Es geht bei pappawanis block nicht direkt um effizienz, sondern darum, dass das eine iplementierung des siebes des erath...
ist während dein Code dies nicht ist.

du verwendest zur untersuchung ob eine Zahl eine Primzahl ist die modulo Operation.


eine SChleife in einer Schleife muss nicht umbedingt langsamer sein. 

Wenn ich z.B. mit deinm Algorithmus die schleifendurchläufe Zähle komme ich für n = 40 also alle ZAhlen bis 40 auf ueber 300 schleifen durchläufe, während bei pappas version die innerer SChleife nur 34 mal ausgeführt wird.

Das spricht für eine effizientere implementierung als deine ( DIe ich erhlich gesagt bis jetzt nicht verstanden habe).


----------



## m4libu17 (1. Dez 2012)

wenn ich mir das so ansehe fällt der unterschied langsam auf ... 

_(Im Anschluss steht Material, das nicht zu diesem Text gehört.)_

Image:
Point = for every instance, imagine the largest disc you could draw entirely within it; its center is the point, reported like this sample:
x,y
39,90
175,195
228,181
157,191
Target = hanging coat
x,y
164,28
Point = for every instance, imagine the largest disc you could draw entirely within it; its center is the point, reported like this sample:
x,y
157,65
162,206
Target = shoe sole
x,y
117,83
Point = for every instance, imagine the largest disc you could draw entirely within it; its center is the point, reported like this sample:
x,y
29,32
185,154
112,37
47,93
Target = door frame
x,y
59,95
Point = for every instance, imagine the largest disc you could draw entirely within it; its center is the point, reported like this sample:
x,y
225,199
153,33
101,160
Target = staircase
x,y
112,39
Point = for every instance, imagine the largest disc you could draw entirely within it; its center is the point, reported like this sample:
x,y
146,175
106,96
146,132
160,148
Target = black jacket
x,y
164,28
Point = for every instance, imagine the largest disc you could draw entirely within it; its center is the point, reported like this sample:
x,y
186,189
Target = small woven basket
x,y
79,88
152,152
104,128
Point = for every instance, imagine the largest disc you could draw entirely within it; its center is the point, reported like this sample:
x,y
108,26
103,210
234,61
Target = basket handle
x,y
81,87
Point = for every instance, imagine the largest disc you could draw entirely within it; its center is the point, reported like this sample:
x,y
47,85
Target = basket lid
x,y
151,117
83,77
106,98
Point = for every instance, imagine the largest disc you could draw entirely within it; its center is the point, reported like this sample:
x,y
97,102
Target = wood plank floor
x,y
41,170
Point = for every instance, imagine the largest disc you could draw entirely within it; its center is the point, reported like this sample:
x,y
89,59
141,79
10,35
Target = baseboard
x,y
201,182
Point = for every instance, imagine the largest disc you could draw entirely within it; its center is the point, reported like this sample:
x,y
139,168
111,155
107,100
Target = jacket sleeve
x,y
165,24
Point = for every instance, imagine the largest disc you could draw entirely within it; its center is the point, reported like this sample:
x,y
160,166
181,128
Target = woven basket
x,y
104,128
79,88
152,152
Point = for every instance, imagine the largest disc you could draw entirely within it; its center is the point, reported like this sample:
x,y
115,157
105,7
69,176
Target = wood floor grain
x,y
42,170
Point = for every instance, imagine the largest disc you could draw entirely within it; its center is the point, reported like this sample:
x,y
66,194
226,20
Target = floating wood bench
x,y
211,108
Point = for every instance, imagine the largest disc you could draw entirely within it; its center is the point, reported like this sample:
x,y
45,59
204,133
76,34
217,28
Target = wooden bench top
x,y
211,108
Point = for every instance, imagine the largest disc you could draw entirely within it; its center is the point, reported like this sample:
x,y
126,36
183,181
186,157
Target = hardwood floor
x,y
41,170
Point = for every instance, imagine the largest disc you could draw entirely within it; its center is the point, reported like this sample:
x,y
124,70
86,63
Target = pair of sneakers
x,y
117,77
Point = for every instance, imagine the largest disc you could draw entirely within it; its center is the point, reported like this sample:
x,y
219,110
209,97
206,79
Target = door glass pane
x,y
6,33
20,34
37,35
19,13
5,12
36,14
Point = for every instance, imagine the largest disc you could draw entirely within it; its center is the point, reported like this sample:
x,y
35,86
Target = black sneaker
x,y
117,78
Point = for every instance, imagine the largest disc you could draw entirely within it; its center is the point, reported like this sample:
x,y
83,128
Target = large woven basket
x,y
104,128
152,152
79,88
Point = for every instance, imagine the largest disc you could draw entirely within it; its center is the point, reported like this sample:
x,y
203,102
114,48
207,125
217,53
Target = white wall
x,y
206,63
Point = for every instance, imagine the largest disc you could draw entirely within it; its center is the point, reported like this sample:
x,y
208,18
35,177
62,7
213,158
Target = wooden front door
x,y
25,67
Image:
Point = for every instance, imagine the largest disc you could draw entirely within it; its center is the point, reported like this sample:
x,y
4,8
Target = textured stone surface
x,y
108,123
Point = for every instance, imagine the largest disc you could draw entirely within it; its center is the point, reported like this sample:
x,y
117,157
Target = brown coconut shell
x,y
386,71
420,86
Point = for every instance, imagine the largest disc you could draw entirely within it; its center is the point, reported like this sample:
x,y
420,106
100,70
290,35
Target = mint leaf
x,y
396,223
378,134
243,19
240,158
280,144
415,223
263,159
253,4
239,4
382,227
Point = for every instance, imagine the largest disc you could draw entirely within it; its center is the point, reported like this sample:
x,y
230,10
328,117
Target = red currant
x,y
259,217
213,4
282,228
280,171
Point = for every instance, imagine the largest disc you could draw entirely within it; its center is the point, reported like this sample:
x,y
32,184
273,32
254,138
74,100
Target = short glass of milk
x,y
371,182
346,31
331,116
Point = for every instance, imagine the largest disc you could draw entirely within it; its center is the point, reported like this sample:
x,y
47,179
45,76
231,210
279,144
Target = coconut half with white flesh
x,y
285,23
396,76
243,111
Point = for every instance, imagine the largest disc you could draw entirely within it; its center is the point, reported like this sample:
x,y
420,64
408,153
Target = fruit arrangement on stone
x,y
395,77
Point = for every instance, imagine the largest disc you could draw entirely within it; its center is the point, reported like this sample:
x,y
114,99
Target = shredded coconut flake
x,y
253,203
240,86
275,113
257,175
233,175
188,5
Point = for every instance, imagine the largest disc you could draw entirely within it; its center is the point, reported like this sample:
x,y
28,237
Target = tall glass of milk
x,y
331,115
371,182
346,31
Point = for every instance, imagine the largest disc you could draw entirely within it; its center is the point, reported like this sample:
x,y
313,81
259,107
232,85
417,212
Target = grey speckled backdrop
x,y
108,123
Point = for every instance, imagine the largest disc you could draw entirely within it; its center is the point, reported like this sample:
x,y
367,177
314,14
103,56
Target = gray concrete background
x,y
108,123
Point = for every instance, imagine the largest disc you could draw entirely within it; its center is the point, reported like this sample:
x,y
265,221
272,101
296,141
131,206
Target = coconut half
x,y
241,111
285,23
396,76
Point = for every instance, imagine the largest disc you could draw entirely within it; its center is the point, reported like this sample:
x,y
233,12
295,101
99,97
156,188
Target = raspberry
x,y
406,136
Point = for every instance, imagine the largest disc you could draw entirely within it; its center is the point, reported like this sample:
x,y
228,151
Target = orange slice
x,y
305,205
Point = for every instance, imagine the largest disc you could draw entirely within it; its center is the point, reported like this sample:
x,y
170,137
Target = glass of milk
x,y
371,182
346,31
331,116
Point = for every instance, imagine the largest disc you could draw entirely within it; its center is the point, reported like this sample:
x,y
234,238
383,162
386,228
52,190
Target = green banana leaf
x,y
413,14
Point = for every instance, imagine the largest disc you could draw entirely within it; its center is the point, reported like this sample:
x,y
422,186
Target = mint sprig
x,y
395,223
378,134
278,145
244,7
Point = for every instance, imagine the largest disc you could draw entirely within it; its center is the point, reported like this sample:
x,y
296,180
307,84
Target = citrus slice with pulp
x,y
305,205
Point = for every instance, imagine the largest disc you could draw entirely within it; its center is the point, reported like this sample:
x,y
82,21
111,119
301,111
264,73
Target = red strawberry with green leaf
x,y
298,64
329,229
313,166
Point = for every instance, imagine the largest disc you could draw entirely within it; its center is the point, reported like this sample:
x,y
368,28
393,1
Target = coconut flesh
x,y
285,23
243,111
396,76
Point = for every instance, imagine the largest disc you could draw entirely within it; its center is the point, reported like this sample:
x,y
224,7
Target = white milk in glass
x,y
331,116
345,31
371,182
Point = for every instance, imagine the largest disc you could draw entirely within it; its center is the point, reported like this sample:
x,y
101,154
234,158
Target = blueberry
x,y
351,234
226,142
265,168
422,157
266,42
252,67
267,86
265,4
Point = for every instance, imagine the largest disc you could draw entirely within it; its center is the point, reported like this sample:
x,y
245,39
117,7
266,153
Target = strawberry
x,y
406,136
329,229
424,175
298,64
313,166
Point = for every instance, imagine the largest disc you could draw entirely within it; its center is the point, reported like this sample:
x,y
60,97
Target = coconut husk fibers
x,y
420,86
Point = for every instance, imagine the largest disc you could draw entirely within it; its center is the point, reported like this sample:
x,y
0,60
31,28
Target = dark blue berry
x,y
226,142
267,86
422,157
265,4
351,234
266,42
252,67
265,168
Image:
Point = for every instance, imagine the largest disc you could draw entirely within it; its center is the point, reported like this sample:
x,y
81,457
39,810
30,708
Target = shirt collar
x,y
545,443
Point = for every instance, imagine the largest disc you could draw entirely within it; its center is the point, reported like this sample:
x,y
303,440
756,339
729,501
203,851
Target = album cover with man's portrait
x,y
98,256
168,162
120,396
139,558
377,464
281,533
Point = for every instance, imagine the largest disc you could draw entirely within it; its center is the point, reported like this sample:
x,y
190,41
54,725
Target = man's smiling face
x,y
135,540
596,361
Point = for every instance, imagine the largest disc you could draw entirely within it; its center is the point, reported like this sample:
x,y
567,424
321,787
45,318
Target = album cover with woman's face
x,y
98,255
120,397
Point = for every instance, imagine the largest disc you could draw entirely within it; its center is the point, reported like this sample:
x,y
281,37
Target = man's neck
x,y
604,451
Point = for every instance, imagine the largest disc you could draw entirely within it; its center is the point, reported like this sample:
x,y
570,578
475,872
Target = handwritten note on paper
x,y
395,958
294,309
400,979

bei meinem Algorithmus wird jede (bzw jede zweite) zahl geprüft,
während bei pappawinni alle vielfachen einer bereits gefundenen Primzahl einfach übersprungen werden ... dass war eigentlich das was ich versucht habe... erfolglos

in diesem sinne danke ich euch für eure (erfolgreiche) Hilfe und dafür dass ihr mir meine fragen beantwprtet habt


----------



## pappawinni (1. Dez 2012)

printf ist halt gerade eben für die formatierte Ausgabe, aber das kannst du ja selbst googlen, oder?

in Kurzform:
der erste Parameter von printf ist der auszugebende Text, wobei Platzhalter eingebaut werden können.
Solche Platzhalter beginnen mit dem %-Zeichen..
"%20d" bedeutet halt, dass hier eine Zahl rechtsbündig in 20 Zeichen eingesetzt ausgegeben werden soll.
Für einzusetzende Werte müssen dann auch entsprechende Parameter in der erforderlichen Reihenfolge angegeben werden. 
"%n" wäre eine Zeilenvorschub, wofür natürlich kein Parameter erforderlich ist.

Für weitere Erläuterungen hab ich jetzt leider keine Zeit.


----------